# ARC and Residence Permit



## Tanager (Mar 14, 2009)

Hi everybody,

I'm new to the Cyprus forum and in the past days I read many threads about Cyprus here. Thanks for collecting all this information.

However I'm a bit confused about the ARC and Residence permit.

I checked different sites and I found this:

_Nationals from member states have the right to enter Cyprus by simply showing a valid EU passport or ID Card without having to register upon arrival. 

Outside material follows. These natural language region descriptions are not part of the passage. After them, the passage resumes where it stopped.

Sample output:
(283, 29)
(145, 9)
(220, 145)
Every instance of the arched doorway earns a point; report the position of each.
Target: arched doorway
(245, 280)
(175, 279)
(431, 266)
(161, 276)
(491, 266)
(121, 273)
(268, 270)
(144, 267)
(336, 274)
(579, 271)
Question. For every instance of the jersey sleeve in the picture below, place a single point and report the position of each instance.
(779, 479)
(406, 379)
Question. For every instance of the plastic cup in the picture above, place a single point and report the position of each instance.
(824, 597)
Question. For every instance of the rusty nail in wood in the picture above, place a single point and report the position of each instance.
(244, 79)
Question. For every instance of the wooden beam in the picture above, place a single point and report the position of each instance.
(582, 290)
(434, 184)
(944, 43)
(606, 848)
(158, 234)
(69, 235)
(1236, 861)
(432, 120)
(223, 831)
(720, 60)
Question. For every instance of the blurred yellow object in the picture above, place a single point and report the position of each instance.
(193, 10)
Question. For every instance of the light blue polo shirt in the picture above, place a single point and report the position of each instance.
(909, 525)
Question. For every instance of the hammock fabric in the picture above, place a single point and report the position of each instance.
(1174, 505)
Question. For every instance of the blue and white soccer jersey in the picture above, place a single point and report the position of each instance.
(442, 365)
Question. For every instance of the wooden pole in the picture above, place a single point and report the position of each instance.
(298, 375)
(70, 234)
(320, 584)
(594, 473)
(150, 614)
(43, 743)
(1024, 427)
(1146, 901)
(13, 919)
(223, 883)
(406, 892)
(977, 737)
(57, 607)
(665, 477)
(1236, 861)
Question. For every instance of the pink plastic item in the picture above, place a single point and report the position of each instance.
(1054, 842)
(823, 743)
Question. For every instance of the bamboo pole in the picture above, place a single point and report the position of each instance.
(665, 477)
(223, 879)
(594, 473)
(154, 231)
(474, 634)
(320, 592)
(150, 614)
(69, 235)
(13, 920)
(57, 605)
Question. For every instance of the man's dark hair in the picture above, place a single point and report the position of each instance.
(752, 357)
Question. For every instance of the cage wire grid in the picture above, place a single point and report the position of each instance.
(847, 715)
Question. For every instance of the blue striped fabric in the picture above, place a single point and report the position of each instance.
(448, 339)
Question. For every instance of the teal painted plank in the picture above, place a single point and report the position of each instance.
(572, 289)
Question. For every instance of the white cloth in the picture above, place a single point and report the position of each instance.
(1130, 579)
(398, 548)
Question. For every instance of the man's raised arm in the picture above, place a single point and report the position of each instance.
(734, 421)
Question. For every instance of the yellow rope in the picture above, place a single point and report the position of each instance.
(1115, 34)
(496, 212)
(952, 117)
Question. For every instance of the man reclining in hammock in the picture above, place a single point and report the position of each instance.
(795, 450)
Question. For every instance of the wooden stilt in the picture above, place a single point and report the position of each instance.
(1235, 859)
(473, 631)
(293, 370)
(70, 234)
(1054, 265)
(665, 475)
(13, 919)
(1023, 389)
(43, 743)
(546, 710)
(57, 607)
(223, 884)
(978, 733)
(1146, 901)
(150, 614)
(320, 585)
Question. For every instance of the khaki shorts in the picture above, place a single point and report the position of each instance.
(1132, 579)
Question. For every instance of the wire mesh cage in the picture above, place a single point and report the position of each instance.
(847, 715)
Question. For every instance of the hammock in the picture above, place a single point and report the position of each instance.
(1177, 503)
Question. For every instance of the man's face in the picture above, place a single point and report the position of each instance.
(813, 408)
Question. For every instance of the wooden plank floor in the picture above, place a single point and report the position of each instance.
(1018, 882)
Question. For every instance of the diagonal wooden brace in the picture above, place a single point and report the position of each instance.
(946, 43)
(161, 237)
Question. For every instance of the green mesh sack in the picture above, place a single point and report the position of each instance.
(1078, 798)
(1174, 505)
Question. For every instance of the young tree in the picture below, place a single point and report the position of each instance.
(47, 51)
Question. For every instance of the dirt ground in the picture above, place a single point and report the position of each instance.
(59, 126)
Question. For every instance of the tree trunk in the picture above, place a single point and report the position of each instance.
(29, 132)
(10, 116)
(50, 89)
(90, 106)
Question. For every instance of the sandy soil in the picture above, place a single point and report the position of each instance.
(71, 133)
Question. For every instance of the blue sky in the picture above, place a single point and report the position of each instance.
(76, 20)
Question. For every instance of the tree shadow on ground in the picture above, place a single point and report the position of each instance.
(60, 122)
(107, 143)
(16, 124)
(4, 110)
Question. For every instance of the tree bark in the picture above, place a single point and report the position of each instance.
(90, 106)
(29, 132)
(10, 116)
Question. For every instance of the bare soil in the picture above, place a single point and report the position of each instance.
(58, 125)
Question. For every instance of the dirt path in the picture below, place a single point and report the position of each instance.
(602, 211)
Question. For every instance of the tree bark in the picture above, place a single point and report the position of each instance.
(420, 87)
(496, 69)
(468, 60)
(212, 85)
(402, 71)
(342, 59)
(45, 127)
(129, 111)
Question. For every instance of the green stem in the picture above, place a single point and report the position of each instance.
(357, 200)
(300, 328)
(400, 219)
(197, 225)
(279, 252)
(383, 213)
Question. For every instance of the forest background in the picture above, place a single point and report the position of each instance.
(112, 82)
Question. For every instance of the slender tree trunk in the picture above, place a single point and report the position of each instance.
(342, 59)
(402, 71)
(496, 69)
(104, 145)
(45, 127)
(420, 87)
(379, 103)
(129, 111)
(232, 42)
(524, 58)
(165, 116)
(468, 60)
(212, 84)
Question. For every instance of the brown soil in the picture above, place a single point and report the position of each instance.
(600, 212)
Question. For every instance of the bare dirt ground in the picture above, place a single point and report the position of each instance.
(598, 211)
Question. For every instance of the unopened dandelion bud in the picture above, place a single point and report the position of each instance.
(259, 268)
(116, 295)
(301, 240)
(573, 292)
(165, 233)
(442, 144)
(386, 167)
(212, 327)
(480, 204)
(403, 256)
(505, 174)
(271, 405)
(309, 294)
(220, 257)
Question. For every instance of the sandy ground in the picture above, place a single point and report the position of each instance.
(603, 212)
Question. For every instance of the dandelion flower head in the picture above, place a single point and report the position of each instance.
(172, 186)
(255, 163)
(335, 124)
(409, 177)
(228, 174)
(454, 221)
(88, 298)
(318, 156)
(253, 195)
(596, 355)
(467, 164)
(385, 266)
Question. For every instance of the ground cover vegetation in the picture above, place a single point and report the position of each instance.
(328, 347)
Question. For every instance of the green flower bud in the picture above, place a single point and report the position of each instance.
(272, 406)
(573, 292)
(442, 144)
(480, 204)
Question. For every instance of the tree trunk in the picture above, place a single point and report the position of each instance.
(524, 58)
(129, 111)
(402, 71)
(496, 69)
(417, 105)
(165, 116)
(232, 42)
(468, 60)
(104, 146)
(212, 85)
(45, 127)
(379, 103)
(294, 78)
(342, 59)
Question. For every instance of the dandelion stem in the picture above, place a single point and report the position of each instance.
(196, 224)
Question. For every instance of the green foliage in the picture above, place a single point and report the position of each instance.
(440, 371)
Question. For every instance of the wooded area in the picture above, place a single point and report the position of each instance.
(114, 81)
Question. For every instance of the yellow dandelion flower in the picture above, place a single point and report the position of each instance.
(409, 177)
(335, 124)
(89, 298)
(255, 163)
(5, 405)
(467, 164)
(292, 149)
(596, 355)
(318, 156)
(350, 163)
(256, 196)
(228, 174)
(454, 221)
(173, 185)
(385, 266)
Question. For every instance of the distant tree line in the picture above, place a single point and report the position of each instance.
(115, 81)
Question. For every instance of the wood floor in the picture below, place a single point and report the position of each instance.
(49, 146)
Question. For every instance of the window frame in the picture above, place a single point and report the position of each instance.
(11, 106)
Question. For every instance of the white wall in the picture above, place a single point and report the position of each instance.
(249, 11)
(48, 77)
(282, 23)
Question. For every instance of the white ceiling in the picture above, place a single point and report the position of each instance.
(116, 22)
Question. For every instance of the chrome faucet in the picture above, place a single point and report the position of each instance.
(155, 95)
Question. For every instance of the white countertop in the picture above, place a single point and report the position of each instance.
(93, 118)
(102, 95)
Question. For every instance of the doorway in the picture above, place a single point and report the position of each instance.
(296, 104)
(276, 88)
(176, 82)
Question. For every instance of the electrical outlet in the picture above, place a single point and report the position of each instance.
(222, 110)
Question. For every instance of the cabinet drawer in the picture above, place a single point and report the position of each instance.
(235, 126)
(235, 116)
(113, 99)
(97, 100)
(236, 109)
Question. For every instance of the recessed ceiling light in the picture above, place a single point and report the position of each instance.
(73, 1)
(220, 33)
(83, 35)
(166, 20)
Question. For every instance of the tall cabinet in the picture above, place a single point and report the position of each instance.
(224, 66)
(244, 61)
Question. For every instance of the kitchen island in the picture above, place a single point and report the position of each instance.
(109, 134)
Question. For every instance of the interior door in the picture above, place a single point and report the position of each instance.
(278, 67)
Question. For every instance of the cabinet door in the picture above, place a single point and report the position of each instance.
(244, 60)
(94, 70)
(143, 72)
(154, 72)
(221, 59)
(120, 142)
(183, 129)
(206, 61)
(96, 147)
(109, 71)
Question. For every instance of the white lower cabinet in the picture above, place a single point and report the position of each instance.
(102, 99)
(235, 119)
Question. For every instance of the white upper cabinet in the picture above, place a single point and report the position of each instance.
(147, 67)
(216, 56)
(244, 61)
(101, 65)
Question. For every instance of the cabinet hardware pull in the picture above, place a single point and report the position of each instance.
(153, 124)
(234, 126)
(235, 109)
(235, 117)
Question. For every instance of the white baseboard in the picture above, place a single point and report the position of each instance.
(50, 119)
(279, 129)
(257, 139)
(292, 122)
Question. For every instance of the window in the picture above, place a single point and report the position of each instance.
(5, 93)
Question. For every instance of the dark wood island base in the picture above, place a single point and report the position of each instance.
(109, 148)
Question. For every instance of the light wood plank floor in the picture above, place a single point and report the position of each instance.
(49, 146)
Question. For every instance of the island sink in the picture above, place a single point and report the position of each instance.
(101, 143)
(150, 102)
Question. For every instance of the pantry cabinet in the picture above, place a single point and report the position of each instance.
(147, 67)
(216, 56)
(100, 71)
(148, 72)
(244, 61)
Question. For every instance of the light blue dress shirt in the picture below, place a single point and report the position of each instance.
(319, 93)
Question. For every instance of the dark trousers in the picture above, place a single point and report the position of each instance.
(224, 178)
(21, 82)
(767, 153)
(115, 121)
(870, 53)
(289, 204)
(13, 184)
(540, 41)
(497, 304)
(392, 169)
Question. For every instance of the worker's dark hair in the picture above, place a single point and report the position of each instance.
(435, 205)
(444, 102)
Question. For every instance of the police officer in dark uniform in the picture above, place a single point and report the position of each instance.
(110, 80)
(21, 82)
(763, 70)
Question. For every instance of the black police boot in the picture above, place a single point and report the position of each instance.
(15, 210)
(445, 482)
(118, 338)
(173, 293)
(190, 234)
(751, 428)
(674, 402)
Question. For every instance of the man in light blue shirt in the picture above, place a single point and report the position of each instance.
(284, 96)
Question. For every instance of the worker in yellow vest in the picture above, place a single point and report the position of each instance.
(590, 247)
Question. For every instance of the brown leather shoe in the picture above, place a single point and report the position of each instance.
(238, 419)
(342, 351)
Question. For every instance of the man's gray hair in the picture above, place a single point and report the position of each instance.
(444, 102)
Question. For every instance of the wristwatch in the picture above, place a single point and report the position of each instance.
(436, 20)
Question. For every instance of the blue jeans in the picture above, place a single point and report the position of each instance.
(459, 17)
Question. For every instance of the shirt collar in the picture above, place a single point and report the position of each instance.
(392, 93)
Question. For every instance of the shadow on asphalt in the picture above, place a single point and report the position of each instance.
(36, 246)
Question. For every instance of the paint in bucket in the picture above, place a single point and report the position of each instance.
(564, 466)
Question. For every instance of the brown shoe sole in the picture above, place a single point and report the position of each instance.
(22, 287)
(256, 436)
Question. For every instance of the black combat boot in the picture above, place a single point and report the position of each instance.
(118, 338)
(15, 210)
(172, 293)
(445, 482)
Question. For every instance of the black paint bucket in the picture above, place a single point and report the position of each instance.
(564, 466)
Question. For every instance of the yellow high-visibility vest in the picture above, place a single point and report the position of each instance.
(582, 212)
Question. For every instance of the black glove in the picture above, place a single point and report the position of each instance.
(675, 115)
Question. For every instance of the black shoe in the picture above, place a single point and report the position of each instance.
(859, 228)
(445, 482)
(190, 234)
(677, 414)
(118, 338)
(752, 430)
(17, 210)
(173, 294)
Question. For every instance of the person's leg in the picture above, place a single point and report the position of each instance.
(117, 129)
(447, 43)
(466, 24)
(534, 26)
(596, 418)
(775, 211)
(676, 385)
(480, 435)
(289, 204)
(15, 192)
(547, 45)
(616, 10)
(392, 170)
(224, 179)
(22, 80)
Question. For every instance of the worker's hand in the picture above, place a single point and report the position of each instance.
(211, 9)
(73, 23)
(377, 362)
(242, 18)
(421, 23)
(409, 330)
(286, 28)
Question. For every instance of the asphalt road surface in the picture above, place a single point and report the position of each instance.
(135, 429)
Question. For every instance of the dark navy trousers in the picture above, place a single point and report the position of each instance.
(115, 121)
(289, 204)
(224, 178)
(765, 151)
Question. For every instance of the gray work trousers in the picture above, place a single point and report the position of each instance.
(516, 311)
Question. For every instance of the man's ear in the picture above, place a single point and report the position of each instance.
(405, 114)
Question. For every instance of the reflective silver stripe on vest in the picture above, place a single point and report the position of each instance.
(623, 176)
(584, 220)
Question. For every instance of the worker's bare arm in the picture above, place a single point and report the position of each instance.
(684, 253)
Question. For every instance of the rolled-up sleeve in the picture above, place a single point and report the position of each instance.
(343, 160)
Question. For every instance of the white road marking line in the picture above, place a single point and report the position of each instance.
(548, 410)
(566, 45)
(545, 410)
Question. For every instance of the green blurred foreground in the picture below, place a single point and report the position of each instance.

If there is an intention to stay and take up employment one has to:
Apply within 8 days for an Alien Registration Certificate (ARC) at the local Immigration Branch of the Police (issued automatically for monitoring purposes). A fee of £20 is paid for the issue of such certificate.
Apply for a social insurance number upon securing employment in Cyprus
Apply for a residence permit in case one intends to stay longer than 3 months and take up employment in Cyprus. This application must be submitted before the expiration of this 3-month period to the Civil Registration and Migration Dept. through the local Immigration Branch of the Police and the residence permit or document is issued within six months from the date of application and the submission of the required documents by the applicant (please note that a fine is imposed in case of non-compliance)._

It doesn't really matter whether you are from the EU or not; you still have to apply for ARC and residence permit, am I correct?


----------



## Veronica (Apr 5, 2008)

Tanager said:


> Hi everybody,
> 
> I'm new to the Cyprus forum and in the past days I read many threads about Cyprus here. Thanks for collecting all this information.
> 
> ...


Yes you still have to have the residence permit and alien card no matter where you are from.
However if you are from an EU country there is no problem getting them and unlike non Eu citizens you don't have to have a visa which runs out and has to be renewed every year.


----------



## Tanager (Mar 14, 2009)

Hi Veronica,

Thanks for your reply.
It's much more clearer now.


----------



## CliveO (Oct 28, 2011)

*Alien Registration Certificate (ARC)*

Where do I go to get an ARC? Is there an Immigration Police Station in or around Paphos?



Veronica said:


> Yes you still have to have the residence permit and alien card no matter where you are from.
> However if you are from an EU country there is no problem getting them and unlike non Eu citizens you don't have to have a visa which runs out and has to be renewed every year.


----------